Ci spostiamo ora in Olanda per parlare del secondo capitolo discografico degli ALBURNUM, già autori di un mini album due anni fa che li portò ad immediata notorietà pur essendo sbucati fuori dal nulla. Quel Buitenlucht fu un disco di sicuro valore e la fama che per merito di quel lavoro è arrivata su di loro è ben meritata. Oggi possiamo godere del seguito: porta l’impegnativo titolo The Withered Roots of Reality, è solo di cinque minuti più lungo del suo predecessore e consta di cinque brani (più intermezzo) al posto dei soli 4 di Buitenlucht. Il genere è rimasto il medesimo, epic/pagan black metal dalle fortissime influenze Menhir, ma anche Andras, e nelle sezioni più nordiche e tirate anche un tocco di Månegarm.
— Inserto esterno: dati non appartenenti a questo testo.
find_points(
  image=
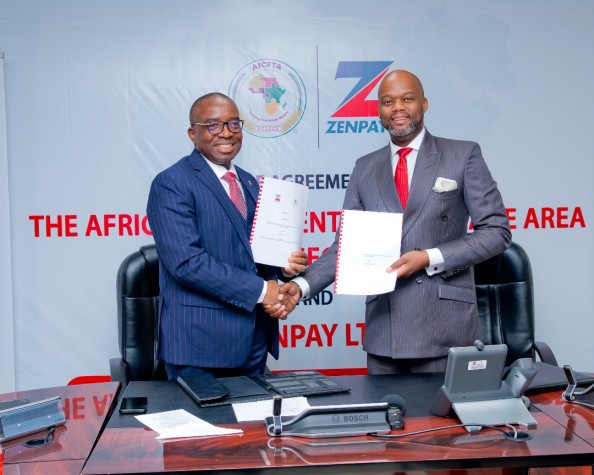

Rispetto ai due progetti italiani soprarecensiti hanno una non indifferente percentuale di folk in più, cosa non derivante per forza di cose da un utilizzo più diffuso di chitarre acustiche, perché è proprio l’impostazione delle composizioni che maggiormente richiama con forza il folk (black metal). Sta di fatto che anche questo secondo loro lavoro è un discone della madonna: melodico ed epico esattamente dove serve, aggressivo quanto basta senza eccedere in insensata violenza che in questo contesto non troverebbe spazio a rigor di buon senso, infuso di piacevolissime melodie ed atmosfere, mai prolisso od eccessivamente ridondante. Sparatevi a palla nello stereo il binomio The Withered Roots of Reality – On the Bones of Pilgrims (i due brani centrali dell’album) e godete appieno degli armonici intrecci di chitarra, della batteria veloce mai velocissima, di eccellenti trame di basso e di un cantato aggressivo e ruspante al punto giusto, mentre il sole scende dietro l’orizzonte e la temperatura precipita verso valori fortemente negativi. In fisico esistono 200 copie in CD e 100 in cassetta, del debutto 75 in cassetta e stop, se questo può interessare i collezionisti. Occhio che musica così è bello possederla non solo in versione effimera, vale per tutti e tre i gruppi ovviamente.